Study participants were surveyed about their health-related quality of life (HRQoL). Overall, patients in the pembrolizumab groups scored better on HRQoL measures than patients in the chemotherapy group. “The inclusion of HRQoL data is a real strength and reflects the favorable tolerability of pembrolizumab, particularly in a group of patients with poor prognosis and who have been heavily pretreated,” wrote the authors of an accompanying editorial.

Although more data are needed to assess overall survival, the current results suggest that the two doses of pembrolizumab are associated with similar outcomes, the study authors noted.

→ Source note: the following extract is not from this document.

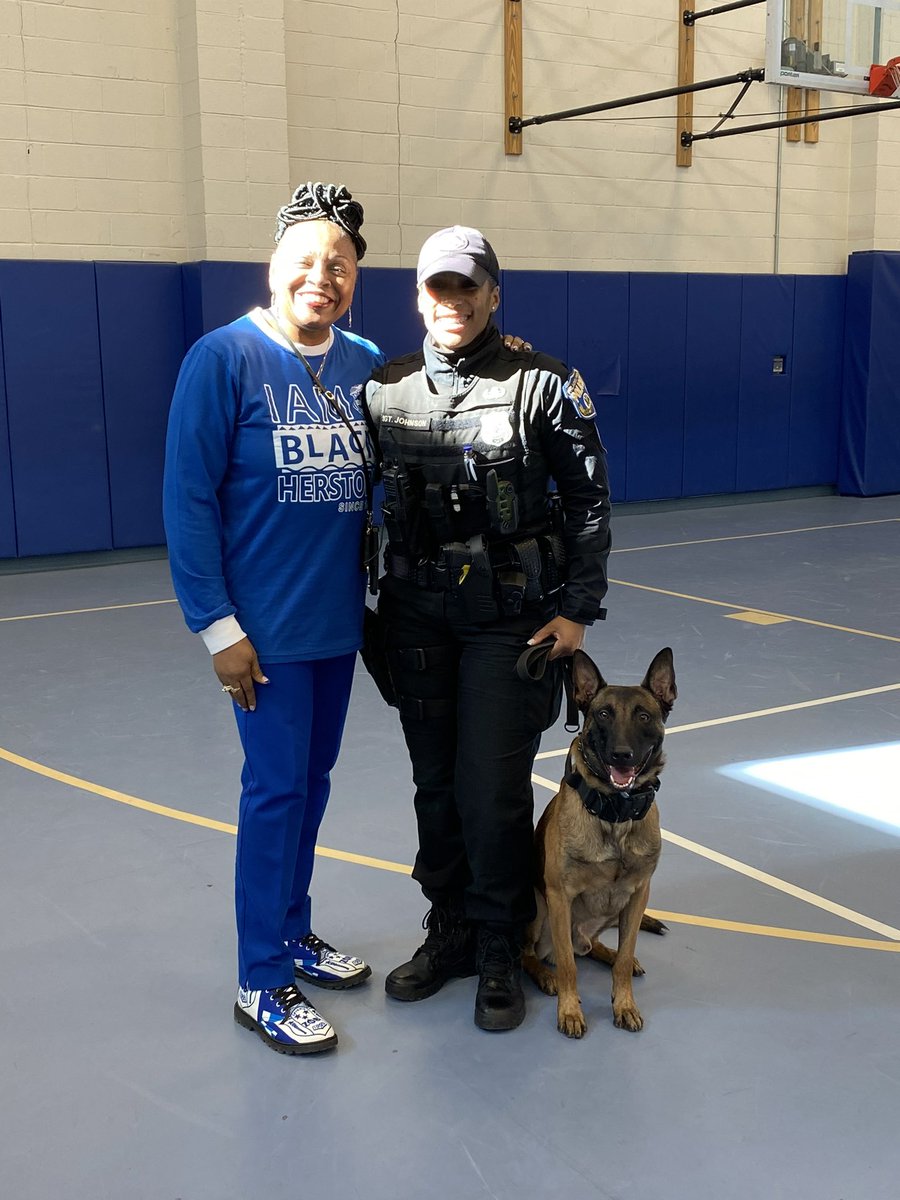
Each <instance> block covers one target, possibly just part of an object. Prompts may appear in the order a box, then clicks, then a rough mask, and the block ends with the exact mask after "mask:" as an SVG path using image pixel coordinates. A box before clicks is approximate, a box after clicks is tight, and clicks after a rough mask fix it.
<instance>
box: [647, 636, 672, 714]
mask: <svg viewBox="0 0 900 1200" xmlns="http://www.w3.org/2000/svg"><path fill="white" fill-rule="evenodd" d="M641 686H642V688H646V689H647V691H649V692H652V694H653V695H654V696H655V697H656V700H658V701H659V706H660V708H661V709H662V720H664V721H665V720H666V718H667V716H668V714H670V713H671V712H672V704H674V702H676V697H677V696H678V689H677V688H676V684H674V662H673V660H672V652H671V649H670V648H668V647H666V648H665V650H660V652H659V654H658V655H656V658H655V659H654V660H653V662H650V666H649V668H648V671H647V674H646V677H644V680H643V683H642V684H641Z"/></svg>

“These findings corroborate published results as well as the FDA’s decision to grant accelerated approval to pembrolizumab,” said Howard Streicher, M.D., of NCI’s Cancer Therapy Evaluation Program, who was not involved in the trial. “The study clearly demonstrates the improvement of progression-free survival at either dose of pembrolizumab across every group in the study without regard to age or the number of prior treatments.”

Based on the published studies to date, Dr. Streicher added, the emerging standard of care for the initial treatment of metastatic melanoma will involve giving sequences and combinations of the BRAF/MEK inhibitors and PD1/PDL1/CTLA4 monoclonal antibodies, such as ipilimumab, pembrolizumab, and nivolumab (Opdivo®).